From political views to personal style, each of us has a set of preferences and beliefs that make up our sense of self. The biology underlying this self-image has proven difficult to figure out, but the results of a new study offer some insight. According to findings presented yesterday at the American Academy of Neurology's annual meeting in Philadelphia, researchers may have identified the part of the brain that controls our sense of self.

To explore the anatomy of self-image, neurologist Bruce L. Miller of the University of California at San Francisco and his colleagues studied people diagnosed with a rare disorder known as frontotemporal dementia. These individuals sometimes suffer from dramatic shifts in their sense of self. Indeed, several such cases among Miller's own patients prompted him to investigate this phenomenon. "One woman was a charming, dynamic real estate agent who went from wearing expensive designer apparel to choosing cheap clothing and gaudy beads and asking strangers the cost of their clothing," Miller recounts. "Her preference for fine dining in French restaurants turned into a love of fast food."
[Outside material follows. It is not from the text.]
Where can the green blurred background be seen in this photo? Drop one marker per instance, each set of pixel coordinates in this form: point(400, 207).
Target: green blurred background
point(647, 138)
Of the 72 patients in the study, seven were identified as having had a dramatic change in their self. In six of these patients, medical imaging revealed that the area of the brain with the most severe degeneration from the disease was the right frontal lobe. (The seventh had the worst damage in the brain's right temporal lobe.) In contrast, of the 65 participants who did not experience a dramatic change in self-image, only one exhibited the most severe abnormalities in the right frontal lobe.

"This suggests that normal functioning of the right frontal lobe is necessary for people to maintain their sense of self," Miller concludes. "It shows that a biological disorder can not only have profound effects on behavior, but it can even break down well-established patterns of awareness and self-reflection."